Plötzlich ertönte Qianqians Stimme, und Lin Feng blickte in die Richtung, aus der das Geräusch kam, wobei sich seine Augen verengten.
Plötzlich stieg eine Gruppe von Menschen in seltsamer Kleidung von einem Schiff im Hafen. Als Lin Feng jedoch genauer hinsah, bemerkte er etwas Ungewöhnliches.
Die Gruppe bestand aus sieben Personen.
Vier von ihnen zeigten jedoch keinerlei Lebenszeichen und irrten wie Zombies vorwärts.
Angeführt wurde die Gruppe von einem jungen Mann, der unter dreißig zu sein schien. Er hatte langes, unheimlich violettes Haar, tiefliegende Augen und eine Hakennase, die ihm ein finsteres Aussehen verlieh. Sein scharfer, adlerartiger Blick musterte die Menschen und Monster um ihn herum, während stets ein boshaftes Lächeln auf seinen Lippen lag.
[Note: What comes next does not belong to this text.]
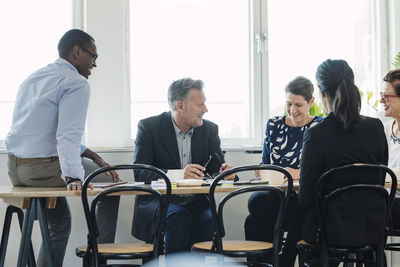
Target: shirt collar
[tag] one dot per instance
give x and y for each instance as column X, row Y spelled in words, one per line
column 179, row 131
column 65, row 62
Was Lin Feng jedoch aufhorchen ließ, war, dass Ji Lan zufällig an diesen Leuten vorbeiging, aber vielleicht, weil sie in Gedanken versunken war, stieß sie mit dem jungen Mann zusammen.
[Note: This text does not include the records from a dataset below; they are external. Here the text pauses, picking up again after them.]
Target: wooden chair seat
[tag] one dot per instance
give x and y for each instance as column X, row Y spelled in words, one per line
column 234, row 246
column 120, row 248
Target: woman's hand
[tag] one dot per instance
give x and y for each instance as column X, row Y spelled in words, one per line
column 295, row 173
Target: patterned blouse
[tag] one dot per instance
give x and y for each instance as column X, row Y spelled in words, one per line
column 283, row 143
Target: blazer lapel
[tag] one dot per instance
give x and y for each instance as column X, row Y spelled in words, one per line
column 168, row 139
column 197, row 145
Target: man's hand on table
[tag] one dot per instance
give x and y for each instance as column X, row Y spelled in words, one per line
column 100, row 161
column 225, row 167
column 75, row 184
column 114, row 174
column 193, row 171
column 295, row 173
Diese bloße Berührung genügte dem jungen Mann, um ihn zum Anhalten zu bewegen.
"Daoistischer Gefährte Lin, wollen wir dorthin gehen?"
Der weißbärtige alte Geist runzelte die Stirn: „Die Kultivierung dieses jungen Mannes befindet sich erst im mittleren Stadium des Integrationsreichs, ungefähr auf dem gleichen Niveau wie meine, daher ist er leicht zu besiegen. Ich kann jedoch die Kultivierungsstufen der Personen hinter ihm nicht erkennen.“
„Natürlich können Sie ihr Kultivierungsniveau nicht kennen. Die beiden Personen hinter diesem jungen Mann sind beide Kultivierende, die die Trübsal überwunden haben.“
Lin Feng sagte ruhig.
"Äh?"
Der Gesichtsausdruck des weißbärtigen alten Geistes veränderte sich, doch als er begriff, was er meinte, spürte er, dass etwas nicht stimmte. Er erinnerte sich, dass Lin Feng von zwei Personen gesprochen hatte, aber standen nicht sechs Personen hinter dem jungen Mann?
Obwohl der weißbärtige alte Geist misstrauisch war, stellte er keine weiteren Fragen, da er spürte, dass Lin Fengs spirituelles Gespür sich bereits nach außen ausgebreitet hatte.